I must admit, the only reason I like Iyanla’s show is because I feel a sense of schadenfreude watching it. Seeing the trouble that other people get themselves in from their unwise and short-sighted decisions reminds me how stable my own life is. (I’m going to hell, I know.) But the interesting thing about Tran is that her experience isn’t that unusual or shameful at all. So many of us (including myself) have gone through similar situations where we opened up our lives—and our legs—for people that didn’t have our best interest at heart. We do these things because we as women naturally act on our feelings, and our feelings of love can be overpowering even when our common sense tells us to do otherwise.
My father and I are not on the best terms. This is something I’ve stopped trying to change to avoid disappointing myself. My father is not a bad man. He has been present my whole life and he still often makes sacrifices for me that he doesn’t have to make. Still, there is an irreparable rift there left from years of loving words that were left unsaid and abuse behind closed doors on dark, quiet nights. I trust this man to fix the leaks in my pipes or the screws in my curtains when I feel too ignorant to handle these things myself. But I don’t trust this man to uphold women with the love and respect I know we deserve because he was never taught how to do these things when he was still young enough to change and to mold, or to expressive himself in a healthy way when his emotions got the best of him. As an adult, I find that we only speak to each other when we feel obligated.
Ironically, however, I’ve spent plenty of time dating men who reminded me of him. They were detached, spontaneous (read: unreliable), mysterious, stubborn, unapologetic and feisty. I engaged with these men because despite my frustrations with them, they were the kind of people that I knew how to navigate. It’s easier to be attracted to someone if there’s something familiar about them. I engaged with these men because I was unafraid to give them the benefit of the doubt. The curiosity in me said that holding back would only stunt my growth as a woman and as a sexual being, rather than protect it.
My relationships with those men were in a whole other chapter of my life that was filled with naiveté and exploration. But at this moment, I’ve entered a new phase where I’m more guarded and aware of myself and my surroundings than ever. I’ve become more sheltered and at one point, I avoided dating for years to shield myself from more disappointment. Growing hesitant to open up to new friends and romantic interests has come from a string of hurtful experiences that once marred my ego more than I care to admit. But the beauty in that is I’ve completely changed the people I surround myself with for the better, and it’s improved my self-confidence.

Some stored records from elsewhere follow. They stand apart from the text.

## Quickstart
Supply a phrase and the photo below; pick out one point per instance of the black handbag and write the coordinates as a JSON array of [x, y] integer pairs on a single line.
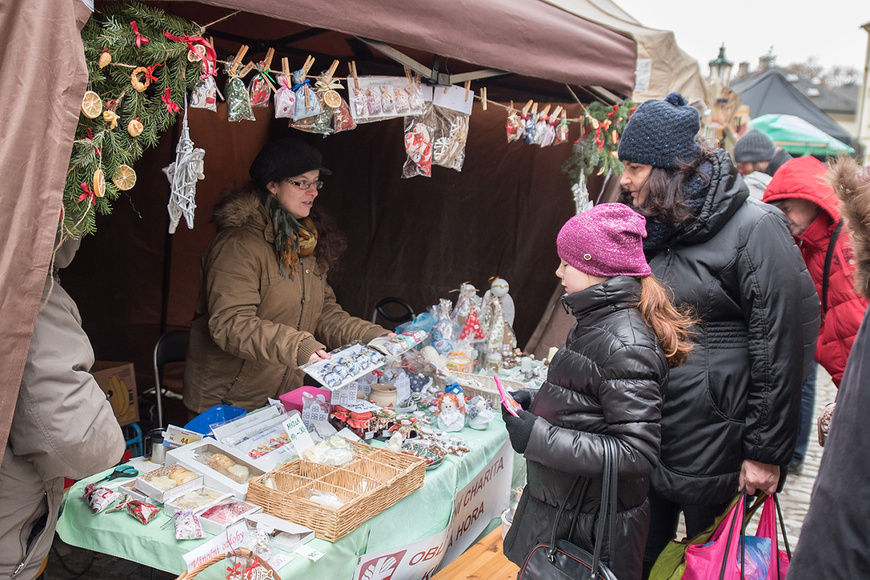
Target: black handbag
[[563, 560]]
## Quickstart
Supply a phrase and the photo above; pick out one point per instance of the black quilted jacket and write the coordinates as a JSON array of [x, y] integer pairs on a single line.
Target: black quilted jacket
[[608, 378], [738, 395]]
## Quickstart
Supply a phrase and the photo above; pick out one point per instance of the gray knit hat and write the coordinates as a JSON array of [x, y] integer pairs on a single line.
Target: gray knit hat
[[661, 132], [754, 146]]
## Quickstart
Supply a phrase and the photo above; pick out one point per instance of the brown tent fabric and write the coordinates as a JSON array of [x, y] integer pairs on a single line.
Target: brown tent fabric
[[42, 64], [526, 37], [132, 280]]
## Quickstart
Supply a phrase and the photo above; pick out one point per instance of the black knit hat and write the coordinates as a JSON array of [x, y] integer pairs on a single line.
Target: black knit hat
[[661, 132], [754, 146], [285, 158]]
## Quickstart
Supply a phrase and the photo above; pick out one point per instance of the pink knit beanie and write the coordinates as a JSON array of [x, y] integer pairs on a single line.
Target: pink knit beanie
[[606, 240]]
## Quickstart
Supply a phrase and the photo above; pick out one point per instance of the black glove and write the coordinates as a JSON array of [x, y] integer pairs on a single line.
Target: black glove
[[523, 397], [519, 428]]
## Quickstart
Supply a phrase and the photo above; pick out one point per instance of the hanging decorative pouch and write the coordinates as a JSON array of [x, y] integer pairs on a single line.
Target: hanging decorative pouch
[[418, 144], [307, 104], [238, 100], [261, 87], [285, 98], [204, 96]]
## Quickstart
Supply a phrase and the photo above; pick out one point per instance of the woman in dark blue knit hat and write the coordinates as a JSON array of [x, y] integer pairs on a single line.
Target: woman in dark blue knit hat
[[730, 416]]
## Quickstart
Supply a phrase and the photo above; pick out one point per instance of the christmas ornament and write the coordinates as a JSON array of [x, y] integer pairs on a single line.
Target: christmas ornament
[[183, 174], [124, 178], [99, 183], [134, 127], [92, 105], [111, 117]]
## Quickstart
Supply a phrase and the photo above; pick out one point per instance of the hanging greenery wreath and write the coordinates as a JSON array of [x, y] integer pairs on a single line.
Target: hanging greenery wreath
[[138, 73], [601, 128]]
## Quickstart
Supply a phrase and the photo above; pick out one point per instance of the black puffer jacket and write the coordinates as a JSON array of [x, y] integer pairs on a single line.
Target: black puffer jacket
[[738, 395], [608, 379]]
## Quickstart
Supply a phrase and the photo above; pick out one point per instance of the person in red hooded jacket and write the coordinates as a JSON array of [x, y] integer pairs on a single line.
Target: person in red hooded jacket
[[800, 189]]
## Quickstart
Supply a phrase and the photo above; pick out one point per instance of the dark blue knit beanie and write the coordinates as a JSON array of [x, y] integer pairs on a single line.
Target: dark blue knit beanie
[[661, 132]]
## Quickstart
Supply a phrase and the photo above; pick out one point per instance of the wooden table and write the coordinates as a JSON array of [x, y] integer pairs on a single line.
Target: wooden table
[[483, 560]]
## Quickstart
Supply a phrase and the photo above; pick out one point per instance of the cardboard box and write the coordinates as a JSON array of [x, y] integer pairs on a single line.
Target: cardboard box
[[118, 381]]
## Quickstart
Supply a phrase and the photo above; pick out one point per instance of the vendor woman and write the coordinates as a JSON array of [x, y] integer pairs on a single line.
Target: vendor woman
[[264, 306]]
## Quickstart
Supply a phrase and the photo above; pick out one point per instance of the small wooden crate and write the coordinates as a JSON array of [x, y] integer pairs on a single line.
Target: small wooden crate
[[485, 386], [375, 480]]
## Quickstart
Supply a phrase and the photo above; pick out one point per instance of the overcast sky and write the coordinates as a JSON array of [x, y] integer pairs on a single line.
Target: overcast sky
[[829, 31]]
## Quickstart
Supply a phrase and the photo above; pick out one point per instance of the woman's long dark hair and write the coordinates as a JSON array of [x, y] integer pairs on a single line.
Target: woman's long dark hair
[[664, 201]]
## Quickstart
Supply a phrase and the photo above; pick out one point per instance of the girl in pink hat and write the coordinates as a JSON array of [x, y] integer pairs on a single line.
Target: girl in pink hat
[[608, 379]]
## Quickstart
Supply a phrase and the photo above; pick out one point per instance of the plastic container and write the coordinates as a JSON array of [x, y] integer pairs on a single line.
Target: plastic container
[[218, 414], [293, 399]]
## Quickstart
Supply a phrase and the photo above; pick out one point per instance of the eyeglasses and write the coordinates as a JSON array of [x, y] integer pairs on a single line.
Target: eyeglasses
[[305, 185]]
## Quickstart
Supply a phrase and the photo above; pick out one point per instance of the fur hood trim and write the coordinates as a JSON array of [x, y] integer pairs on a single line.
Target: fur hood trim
[[854, 197]]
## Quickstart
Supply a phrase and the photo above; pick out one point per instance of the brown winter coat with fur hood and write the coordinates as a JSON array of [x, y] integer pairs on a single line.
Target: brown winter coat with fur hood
[[253, 327]]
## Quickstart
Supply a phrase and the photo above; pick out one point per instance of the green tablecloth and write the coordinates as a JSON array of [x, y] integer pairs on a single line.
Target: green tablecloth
[[420, 515]]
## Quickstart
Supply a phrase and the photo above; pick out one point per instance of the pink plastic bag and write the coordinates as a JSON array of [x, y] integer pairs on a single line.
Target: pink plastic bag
[[704, 562]]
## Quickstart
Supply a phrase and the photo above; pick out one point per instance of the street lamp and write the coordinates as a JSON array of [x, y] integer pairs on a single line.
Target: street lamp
[[720, 68]]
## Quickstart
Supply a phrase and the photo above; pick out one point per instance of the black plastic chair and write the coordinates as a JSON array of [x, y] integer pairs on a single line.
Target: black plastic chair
[[406, 312], [170, 348]]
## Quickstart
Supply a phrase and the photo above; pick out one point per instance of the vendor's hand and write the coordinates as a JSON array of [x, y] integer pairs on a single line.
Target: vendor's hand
[[523, 397], [519, 428], [756, 476], [319, 355]]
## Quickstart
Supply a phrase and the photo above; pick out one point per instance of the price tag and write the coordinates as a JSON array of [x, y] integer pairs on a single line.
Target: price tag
[[299, 436], [309, 553], [345, 395], [176, 436]]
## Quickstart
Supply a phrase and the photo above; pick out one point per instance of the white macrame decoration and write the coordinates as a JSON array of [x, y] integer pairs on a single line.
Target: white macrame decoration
[[183, 174]]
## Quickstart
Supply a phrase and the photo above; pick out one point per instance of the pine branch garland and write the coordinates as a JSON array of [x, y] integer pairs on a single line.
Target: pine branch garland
[[97, 145]]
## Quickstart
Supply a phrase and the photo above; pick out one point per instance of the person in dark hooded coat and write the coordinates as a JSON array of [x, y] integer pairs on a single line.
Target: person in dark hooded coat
[[608, 379], [731, 415]]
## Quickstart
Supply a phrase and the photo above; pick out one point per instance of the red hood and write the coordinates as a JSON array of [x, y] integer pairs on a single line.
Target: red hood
[[804, 178]]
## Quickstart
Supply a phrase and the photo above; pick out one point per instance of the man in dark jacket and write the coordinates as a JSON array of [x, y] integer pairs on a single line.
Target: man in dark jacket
[[730, 416], [755, 151]]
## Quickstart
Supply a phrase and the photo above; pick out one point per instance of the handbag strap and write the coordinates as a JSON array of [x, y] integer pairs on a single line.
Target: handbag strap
[[832, 243], [607, 509]]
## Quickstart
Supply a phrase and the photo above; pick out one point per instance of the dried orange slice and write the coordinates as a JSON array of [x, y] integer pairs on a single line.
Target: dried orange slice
[[125, 177], [332, 99], [92, 105], [99, 183]]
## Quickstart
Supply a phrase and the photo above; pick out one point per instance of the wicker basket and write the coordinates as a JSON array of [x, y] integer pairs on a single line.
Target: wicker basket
[[485, 386], [375, 480]]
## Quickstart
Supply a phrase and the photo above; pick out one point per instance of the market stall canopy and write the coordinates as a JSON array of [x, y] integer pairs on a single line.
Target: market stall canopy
[[799, 137], [662, 66], [528, 38], [771, 93]]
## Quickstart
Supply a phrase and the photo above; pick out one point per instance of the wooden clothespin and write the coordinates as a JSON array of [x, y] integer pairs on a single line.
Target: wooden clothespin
[[528, 106], [239, 56], [267, 62], [353, 73]]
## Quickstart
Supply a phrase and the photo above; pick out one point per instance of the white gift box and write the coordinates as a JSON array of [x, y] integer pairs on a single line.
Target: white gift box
[[187, 457], [144, 483]]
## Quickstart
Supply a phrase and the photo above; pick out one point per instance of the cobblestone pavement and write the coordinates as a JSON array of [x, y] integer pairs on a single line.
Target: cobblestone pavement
[[795, 496]]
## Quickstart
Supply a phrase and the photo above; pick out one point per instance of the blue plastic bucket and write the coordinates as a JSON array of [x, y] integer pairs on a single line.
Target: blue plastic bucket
[[218, 414]]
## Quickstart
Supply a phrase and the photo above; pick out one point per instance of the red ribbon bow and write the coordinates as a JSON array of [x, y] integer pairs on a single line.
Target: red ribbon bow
[[140, 40], [192, 42], [149, 72], [88, 194], [170, 106]]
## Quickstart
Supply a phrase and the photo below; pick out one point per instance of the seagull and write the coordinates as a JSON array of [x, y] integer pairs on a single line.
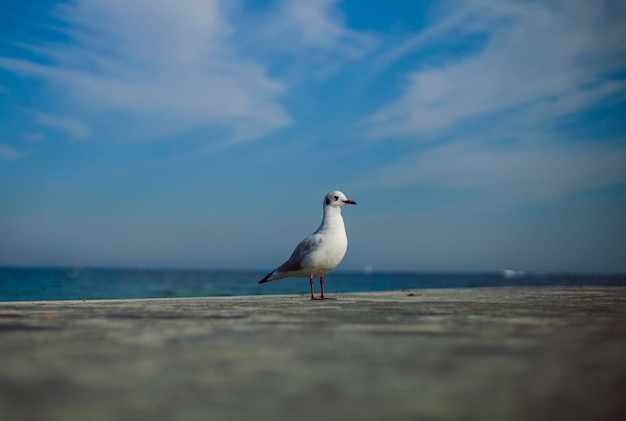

I’m not attracted to the same men that I used to—and I don’t entertain the same kind of BS anymore, either. It’s no surprise that the man I’m currently dating is completely unlike my father or any other man I’ve been with, or that this the happiest, most fulfilling relationship I’ve lead in my life.
When I watched Tran on my screen crying through her makeup and trying to make sense over why she stayed in such a senseless and damaging relationship, I saw a little bit of myself. I didn’t see a girl plagued by frustrations with her father. I saw a girl who didn’t give herself time to grow into her own and got swept up in the excitement and pressure of dating a celebrity. I saw a girl who had let go of her common sense and was eager to love someone because she was young, naive and maybe even a little invigorated (or paralyzed) by her new-found place in the spotlight. I saw someone who didn’t have friends and family like I did who could convince her to leave an emotionally abusive relationship when she was too stupid or blind to do it on her own.
For years, I’ve watched Karrueche get dragged through the mud for dealing with Chris Brown all over social media, but I don’t think she deserved one minute of it. This woman is just like the rest of us. She just had the misfortune of going through a long and messy break up in the public eye. What’s more, half these Twitter trolls that have thrown shade at her for her predicament shouldn’t because they have probably dealt with relationship issues that may be as messy as hers anyway.
If Tran’s life is anything like mine, those shady, romantic characters will come back into her life in the future and she may be tempted by others like them in moments of self-doubt or desperation. Maybe Tran does in fact have daddy issues? But chalking up her relationship problems to that part of her life undermines the potential and greatness she holds as a complex and ever-changing woman.